Data Management   ...



Data sizes, in invocations, are free and fully independent of the declared sizes:



[Bytes_data: B§ 1 2 2  Data_Len: len]                ; (len = 3)


         

mov eax Bytes_data          ; store data address in eax (the ADDRESS, not the value)

mov eax D$Bytes_data ; store 03020201h in eax despite the bytes Declaration     

mov al  B$Bytes_data        ; store 01 in al

 

Here is an example of things this feature makes possible: for Win32 mouse input, 'Lparam' mouse coordinates message is X/Y in one only dWord, but to work with it we need having them as two separate dWords. C people do that by calling a special function to get them. In other assemblers you would usually do:


DD  MouseX: 0   

DD  MouseY: 0


            >> mov eax, Dword Ptr[lParam]

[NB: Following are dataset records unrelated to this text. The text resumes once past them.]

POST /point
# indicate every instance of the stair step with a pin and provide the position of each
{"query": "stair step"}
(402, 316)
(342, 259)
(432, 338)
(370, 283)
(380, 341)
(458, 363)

                 and eax, 0FFFFh

                   mov Dword Ptr[MouseX], eax 

            >> mov eax, Dword Ptr[lParam]

                  shr eax, 16

                    mov Dword Ptr[MouseY], eax



With RosAsm, you can do:


            [MouseX: 0   MouseY: 0]


             > push D§Lparam | pop W§MouseX, W§MouseY   ; addressable as dWords of course:


             > ...

             > mov eax D§MouseX | mov ebx D§MouseY

             > ...



(In fact, all C-like assemblers can do it too. But they are so procedural that most programmers forget how simple assembly is).



Text declarations do not absolutely require B§ (or B$) specifier (you can use it, of course):


          [Val1: 264000

             Some_French_Text: ''C'est si bon... '' 0

               Val2: 0FFFFFFFF]

          

Good: Val1 and Val2 are dWords, text is bytes (note: '0' is a dWord too...)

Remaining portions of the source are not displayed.